Use of NSQIP appears to be most effective at modifying clinical decision making when the question asked is small or an event is rare. Shelton et al showed that there was no difference in risk of postoperative complications between early (<24 hr) and late (>24 hr) discharges after artificial urinary sphincter placement.4 Theofanides et al utilized the size of the NSQIP database to better understand a relatively rare complication in managing vesicovaginal fistula, showing greater complications with transabdominal compared to transvaginal approaches.5 Utilization of NSQIP in both of the abovementioned studies allowed for the investigation of a rare event that is not always possible with prospective or retrospective data collection.
Although databases such as NSQIP have the ability to answer an array of surgical hypotheses within reconstructive urology, the information contained within is highly variable, and conclusions dependent on the extent of the available data. With significant case diversity and varying patient pathology, the scope of reconstructive urology remains difficult to capture within a CPT code. However, NSQIP is widely believed to be the most precise and accurate database available for measuring patient outcomes after surgery given its operative data points. With improvements in CPT codes, more granular patient details may allow for more tailored and clinically valuable conclusions. With the rise of the Trauma and Urologic Reconstruction Network of Surgeons multi-institutional database, collaborators have looked to address these gaps in data with retrospective review of large volume centers. Future improvement in reconstructive outcomes will rely heavily on effective use of both databases to validate changes in practice in ways that both databases alone are not able.
- Armstrong BN, Renson A, Zhao LC et al: Development of novel prognostic models for predicting complications of urethroplasty. World J Urol 2019; 37: 553.

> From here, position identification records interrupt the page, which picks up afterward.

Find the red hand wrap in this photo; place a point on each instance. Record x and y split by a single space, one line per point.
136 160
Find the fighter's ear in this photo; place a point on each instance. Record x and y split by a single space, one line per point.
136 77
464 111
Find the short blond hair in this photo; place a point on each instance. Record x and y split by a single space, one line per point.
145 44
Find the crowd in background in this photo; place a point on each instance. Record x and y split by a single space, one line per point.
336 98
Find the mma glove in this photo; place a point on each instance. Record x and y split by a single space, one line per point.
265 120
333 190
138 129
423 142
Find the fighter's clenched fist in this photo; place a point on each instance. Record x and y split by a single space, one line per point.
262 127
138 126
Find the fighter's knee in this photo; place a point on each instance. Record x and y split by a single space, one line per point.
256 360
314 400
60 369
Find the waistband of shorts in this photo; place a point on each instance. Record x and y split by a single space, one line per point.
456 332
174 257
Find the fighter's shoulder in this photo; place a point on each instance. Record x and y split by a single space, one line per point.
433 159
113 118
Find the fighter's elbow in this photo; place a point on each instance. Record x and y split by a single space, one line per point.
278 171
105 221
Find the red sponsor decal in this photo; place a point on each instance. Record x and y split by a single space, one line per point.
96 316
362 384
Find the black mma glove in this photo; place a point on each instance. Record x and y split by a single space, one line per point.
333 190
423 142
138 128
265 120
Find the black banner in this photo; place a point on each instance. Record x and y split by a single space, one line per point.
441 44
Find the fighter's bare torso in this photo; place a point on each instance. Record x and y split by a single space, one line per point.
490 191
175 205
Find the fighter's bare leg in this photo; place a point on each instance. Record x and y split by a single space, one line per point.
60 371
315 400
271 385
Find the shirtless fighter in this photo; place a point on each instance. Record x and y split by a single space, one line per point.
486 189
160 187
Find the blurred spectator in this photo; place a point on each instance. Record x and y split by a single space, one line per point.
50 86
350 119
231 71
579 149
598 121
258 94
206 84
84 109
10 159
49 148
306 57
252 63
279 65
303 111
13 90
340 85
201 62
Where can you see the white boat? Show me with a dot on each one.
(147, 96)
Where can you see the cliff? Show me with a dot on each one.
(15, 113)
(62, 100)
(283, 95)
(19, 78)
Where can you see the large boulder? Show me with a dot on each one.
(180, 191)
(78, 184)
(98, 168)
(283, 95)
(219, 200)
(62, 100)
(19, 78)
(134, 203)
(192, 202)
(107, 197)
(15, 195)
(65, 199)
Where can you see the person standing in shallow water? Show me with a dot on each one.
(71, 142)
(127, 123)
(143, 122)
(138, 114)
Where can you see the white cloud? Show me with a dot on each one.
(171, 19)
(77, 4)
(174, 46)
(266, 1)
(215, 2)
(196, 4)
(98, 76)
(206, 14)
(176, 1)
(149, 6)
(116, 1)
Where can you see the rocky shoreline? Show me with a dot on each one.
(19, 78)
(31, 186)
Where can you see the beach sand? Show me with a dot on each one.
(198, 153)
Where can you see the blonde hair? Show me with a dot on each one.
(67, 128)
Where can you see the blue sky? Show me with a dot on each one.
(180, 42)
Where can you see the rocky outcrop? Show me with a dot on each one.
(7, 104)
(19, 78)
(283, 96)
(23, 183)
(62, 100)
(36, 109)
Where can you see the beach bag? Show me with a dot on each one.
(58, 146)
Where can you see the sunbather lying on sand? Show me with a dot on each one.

- Hebert KJ, Linder BJ, Gettman M et al: Contemporary analysis of ureteral reconstruction 30-day morbidity utilizing the National Surgical Quality Improvement Program (NSQIP) database: comparison of minimally invasive versus open approaches. J Endourol 2021; https://doi.org/10.1089/end.2021.0242.
- Packiam VT, Cohen AJ, Nottingham CU et al: Open vs minimally invasive adult ureteral reimplantation: analysis of 30-day outcomes in the National Surgical Quality Improvement Program (NSQIP) database. Urology 2016; 94: 123.
- Shelton TM, Brimley SC, Nguyen HMT et al: Changing trends in management following artificial urinary sphincter surgery for male stress urinary incontinence: an analysis of the National Surgical Quality Improvement Program database. Urology 2021; 147: 287.
- Theofanides MC, Sui W, Sebesta EM et al: Vesicovaginal fistulas in the developed world: an analysis of disease characteristics, treatments, and complications of surgical repair using the ACS-NSQIP database. Neurourol Urodyn 2017; 36: 1622.